By Róisín Kilroy
Activists known as The Stansted 15, have been found guilty of endangering an aerodome today, following their peaceful protest of what they deemed to be a unlawful deportation in March 2017.
The group disrupted the Home Office deportation of 60 people to Nigeria, Ghana and Sierra Leone. The protest group used bolt cutters to gain entry into the airport, and proceeded to chain themselves to the wheel of the stationary plane, stopping it from taking flight.
The fifteen protesters are a part of activist group, End Deportations, which seeks to protest and campaign against deportations.
In a statement released by the group, they said: “We are guilty of nothing more than intervening to prevent harm. The real crime is the government’s cowardly, inhumane and barely legal deportation flights and the unprecedented use of terror law to crack down on peaceful protest.”

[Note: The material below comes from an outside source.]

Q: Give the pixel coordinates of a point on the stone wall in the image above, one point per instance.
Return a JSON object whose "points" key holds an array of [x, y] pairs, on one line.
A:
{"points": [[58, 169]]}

One of the people due to be deported has also spoken out about the guilty verdict, saying: “There’s no doubt in my mind that these 15 brave people are heroes, not criminals. For me a crime is doing something that is evil, shameful or just wrong – and it’s clear that it is the actions of the Home Office tick all of these boxes – and the Stansted 15 were trying to stop the real crime being committed.”
Amnesty international have also blasted the ruling.
Kate Allen, International’s UK director has said ““Around the world, human rights defenders are coming under increasing attack. The UK should not be bringing such severe charges against those who seek to peacefully stand up for human rights.”
Sentencing is due to take place in February and the charge, which is often reserved for terrorist offences, can equal to a life sentence in some cases. In an ironic twist of fate, today is national Human Rights Day.
The decision has been blasted by politicians, activists and journalists on social media.